Processo Scajola, teste si suicida alla vigilia della testimonianza

Pace avrebbe dovuto testimoniare il 13 aprile nel processo a Reggio Calabria in cui è imputato l'ex ministro Claudio Scajola.

Si è ucciso con un colpo di pistola nel suo ufficio il Colonnello della Guardia di Finanza Omar Pace. Proprio lì è stato trovato l'archivio segreto della coppia che ha fatto finire sul banco degli imputati l'ex ministro Claudio Scajola, con l'accusa di aver aiutato l'ex compagno di partito Amedeo Matacena a sfuggire a una condanna definitiva per mafia e a gestire il suo immenso patrimonio. A trovare il corpo un collega, dopo avere aperto la porta con una chiave di riserva intorno alle 8.30. Un incarico così diverso da quello che per anni e con eccellenti risultati aveva svolto, da spingerlo addirittura - secondo alcune voci - a minacciare le dimissioni.

In base alle ricostruzioni degli inquirenti O.P. è arrivato in ufficio alle 6.30 di mattina e dopo essersi chiuso nella sua stanza si è sparato un colpo con la sua pistola d'ordinanza. Ma oltre alla forte depressione dovuta alla perdita dei famigliari, si presuppone che Pace, il quale guidava l'ufficio che si occupava dell'analisi delle segnalazioni sospette (Sos), fino a qualche mese fa, non avesse reagito bene al trasferimento disposto dal direttore della Direzione investigativa antimafia Nunzio Ferla. L'uomo prima di uccidersi, ha lasciato un messaggio d' addio ai suoi familiari, che è stato sequestrato, insieme alle apparecchiature informatiche, dalla Squadra Mobile di Roma. L'ultima volta che si era affrontata la vicenda era stato venerdì scorso, quando in una riunione il direttore aveva riconfermato i trasferimenti.

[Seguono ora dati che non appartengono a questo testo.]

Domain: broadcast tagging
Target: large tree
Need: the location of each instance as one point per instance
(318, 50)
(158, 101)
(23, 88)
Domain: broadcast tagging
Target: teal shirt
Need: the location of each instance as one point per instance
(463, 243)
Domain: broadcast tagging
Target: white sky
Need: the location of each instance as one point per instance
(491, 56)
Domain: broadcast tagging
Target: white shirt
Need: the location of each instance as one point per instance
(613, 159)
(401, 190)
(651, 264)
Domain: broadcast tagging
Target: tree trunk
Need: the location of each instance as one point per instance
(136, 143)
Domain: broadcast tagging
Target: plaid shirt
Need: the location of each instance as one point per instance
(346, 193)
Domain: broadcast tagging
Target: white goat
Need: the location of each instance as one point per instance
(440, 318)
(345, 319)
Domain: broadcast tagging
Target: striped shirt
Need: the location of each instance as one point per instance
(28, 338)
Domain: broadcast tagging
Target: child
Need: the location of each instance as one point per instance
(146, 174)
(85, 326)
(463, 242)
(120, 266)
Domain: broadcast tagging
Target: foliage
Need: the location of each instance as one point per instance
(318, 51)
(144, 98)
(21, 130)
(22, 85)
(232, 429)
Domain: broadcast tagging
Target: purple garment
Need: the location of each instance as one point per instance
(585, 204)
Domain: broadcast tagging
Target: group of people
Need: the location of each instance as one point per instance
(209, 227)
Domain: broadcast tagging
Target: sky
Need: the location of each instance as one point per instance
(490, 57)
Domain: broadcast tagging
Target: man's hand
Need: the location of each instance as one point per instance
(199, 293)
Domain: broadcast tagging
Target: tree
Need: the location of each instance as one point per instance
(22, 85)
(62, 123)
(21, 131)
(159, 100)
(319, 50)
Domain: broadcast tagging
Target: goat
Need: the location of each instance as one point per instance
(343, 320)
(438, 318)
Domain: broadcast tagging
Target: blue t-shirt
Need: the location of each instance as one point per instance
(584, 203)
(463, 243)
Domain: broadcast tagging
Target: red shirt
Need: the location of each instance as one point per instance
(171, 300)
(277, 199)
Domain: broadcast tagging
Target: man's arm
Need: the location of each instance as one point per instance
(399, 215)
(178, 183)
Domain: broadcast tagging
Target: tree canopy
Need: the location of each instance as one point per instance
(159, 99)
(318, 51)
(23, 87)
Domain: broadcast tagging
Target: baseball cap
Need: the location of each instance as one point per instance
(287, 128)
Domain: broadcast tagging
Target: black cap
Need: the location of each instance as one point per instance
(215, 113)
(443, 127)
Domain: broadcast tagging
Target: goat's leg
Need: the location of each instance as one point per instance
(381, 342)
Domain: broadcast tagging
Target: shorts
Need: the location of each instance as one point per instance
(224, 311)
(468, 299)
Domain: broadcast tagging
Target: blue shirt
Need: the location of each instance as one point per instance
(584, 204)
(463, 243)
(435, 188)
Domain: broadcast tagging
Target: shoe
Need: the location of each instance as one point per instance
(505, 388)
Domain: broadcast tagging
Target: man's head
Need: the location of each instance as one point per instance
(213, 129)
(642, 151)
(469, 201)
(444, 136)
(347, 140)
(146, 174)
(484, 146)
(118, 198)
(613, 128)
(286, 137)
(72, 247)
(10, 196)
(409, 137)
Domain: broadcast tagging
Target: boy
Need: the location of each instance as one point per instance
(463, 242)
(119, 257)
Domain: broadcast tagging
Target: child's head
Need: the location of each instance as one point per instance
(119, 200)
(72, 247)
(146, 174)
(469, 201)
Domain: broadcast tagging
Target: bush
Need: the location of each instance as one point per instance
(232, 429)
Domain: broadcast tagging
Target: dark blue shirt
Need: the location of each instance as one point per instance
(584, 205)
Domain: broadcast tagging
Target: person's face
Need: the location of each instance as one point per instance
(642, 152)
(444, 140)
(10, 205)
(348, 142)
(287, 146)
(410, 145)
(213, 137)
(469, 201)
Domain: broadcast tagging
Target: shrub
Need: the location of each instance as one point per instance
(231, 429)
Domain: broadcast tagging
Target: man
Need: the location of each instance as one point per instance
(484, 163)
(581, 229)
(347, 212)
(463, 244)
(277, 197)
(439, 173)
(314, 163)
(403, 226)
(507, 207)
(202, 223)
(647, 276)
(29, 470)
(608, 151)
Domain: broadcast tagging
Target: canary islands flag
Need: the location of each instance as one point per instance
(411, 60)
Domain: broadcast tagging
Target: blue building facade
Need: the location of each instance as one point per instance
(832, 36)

O.P. era in forza alla DIA fino ad alcuni mesi fa, poi per via di una riorganizzazione interna era stato trasferito alla sezione antiriciclaggio, mansione però che non sarebbe stata gradita dal colonnello. Gli investigatori hanno effettuato tutti gli accertamenti del caso e hanno anche sentito i colleghi della vittima. Si analizzano ora l' ambito famigliare, lavorativo e personale.